Introduction

For most functions, just use it like tidyverse, but add a _dt as the suffix. This is mostly true for verbs in dplyr. Nevertheless, the data.table has different features, and some API varies, but only varies for more convenience. Below are the supported verbs:

  • basic manipulation: select_dt/slice_dt/filter_dt/mutate_dt/arrange_dt/summarise_dt/rename_dt/dist inct_dt
  • count family: count_dt/add_count_dt/top_n_dt/top_frac_dt
  • join: left_join_dt/right_join_dt/inner_join_dt/full_join_dt/anti_join_dt/semi_join_dt
  • nest: nest_dt/unnese_dt
  • wide-long transformation: longer_dt/wider_dt
  • mising values: drop_na_dt/replace_na_dt
  • fst: parse_fst/select_fst

I’ll give only one example so far, just explore yourself and enjoy the fun!

Story

I am a big fan of tidyverse, however, when I have to deal with a data.frame larger than 1G, I turned to data.table. But data.table is not easy, and is not so readable as tidyverse. Even today, I still need to explore for long time before I could use data.table correctly for specific occations. Therefore, when the data is smaller than 1G, I would always use tidyverse. If the file is between 1G and 10G, I would use data.table to do some major work and turned back to tidyverse when possible. This has been annoying acutually.

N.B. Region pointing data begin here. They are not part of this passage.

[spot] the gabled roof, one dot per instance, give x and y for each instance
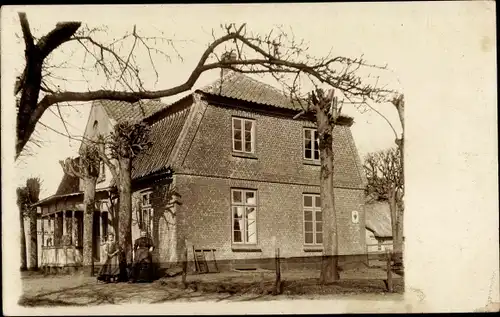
(69, 184)
(238, 86)
(378, 219)
(163, 135)
(121, 111)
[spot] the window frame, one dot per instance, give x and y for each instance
(244, 216)
(314, 209)
(242, 140)
(148, 223)
(314, 145)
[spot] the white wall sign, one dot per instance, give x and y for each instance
(355, 216)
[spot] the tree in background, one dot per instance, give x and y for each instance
(276, 53)
(33, 185)
(384, 172)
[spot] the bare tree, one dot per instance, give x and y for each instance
(384, 172)
(276, 53)
(86, 167)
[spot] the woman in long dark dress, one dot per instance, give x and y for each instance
(142, 265)
(111, 269)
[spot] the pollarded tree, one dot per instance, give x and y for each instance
(384, 172)
(127, 140)
(22, 204)
(86, 168)
(276, 53)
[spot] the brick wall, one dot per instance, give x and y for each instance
(208, 170)
(279, 143)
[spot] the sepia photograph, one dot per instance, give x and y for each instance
(249, 154)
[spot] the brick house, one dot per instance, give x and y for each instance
(246, 177)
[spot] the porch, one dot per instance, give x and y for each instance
(62, 239)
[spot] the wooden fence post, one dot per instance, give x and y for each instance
(389, 272)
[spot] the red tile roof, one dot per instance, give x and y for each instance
(163, 135)
(378, 219)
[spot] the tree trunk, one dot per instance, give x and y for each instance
(398, 238)
(125, 209)
(88, 222)
(24, 265)
(329, 265)
(393, 212)
(33, 259)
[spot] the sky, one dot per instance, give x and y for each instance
(190, 39)
(443, 56)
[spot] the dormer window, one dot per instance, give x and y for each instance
(243, 135)
(311, 145)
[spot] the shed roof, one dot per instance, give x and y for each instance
(239, 86)
(163, 135)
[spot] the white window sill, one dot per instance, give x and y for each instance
(244, 155)
(246, 248)
(313, 248)
(311, 162)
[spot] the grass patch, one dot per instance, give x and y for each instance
(307, 286)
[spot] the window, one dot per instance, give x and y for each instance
(146, 214)
(313, 219)
(102, 166)
(244, 216)
(243, 135)
(311, 145)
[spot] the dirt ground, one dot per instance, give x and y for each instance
(79, 290)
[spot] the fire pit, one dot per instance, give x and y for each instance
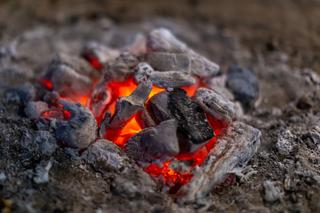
(152, 99)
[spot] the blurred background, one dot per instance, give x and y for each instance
(292, 26)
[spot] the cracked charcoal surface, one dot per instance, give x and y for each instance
(191, 118)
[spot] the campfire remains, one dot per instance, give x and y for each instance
(151, 99)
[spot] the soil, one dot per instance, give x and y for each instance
(280, 45)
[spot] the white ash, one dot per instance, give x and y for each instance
(34, 109)
(285, 142)
(215, 104)
(272, 191)
(41, 175)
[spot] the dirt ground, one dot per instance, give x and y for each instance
(279, 42)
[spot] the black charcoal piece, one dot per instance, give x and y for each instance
(154, 143)
(191, 118)
(215, 104)
(158, 106)
(128, 106)
(244, 85)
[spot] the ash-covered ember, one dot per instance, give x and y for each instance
(144, 98)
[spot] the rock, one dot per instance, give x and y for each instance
(284, 143)
(159, 142)
(42, 173)
(191, 118)
(20, 95)
(215, 104)
(34, 109)
(167, 79)
(271, 191)
(163, 61)
(79, 130)
(244, 85)
(127, 107)
(104, 155)
(162, 40)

Until one day, I met maditr package. It told me that the manipulation of data.table does not have to be in this way. This could be done in a tidy way! And, you don’t even need to use other packages to build this elegant API, you just need data.table and magrittr! I was shocked! To use a fast tidyverse is what I dream for long, and it could!

By now, Hadley has completed the dtplyr, which facilitate the workflow. However, many verbs are still not supported. I think it’s my time to contribute. I used a lot of functions from maditr, but with a different API. It has a specific goal: provide users with state-of-the-art data manipulation tools with least pain and fastest speed.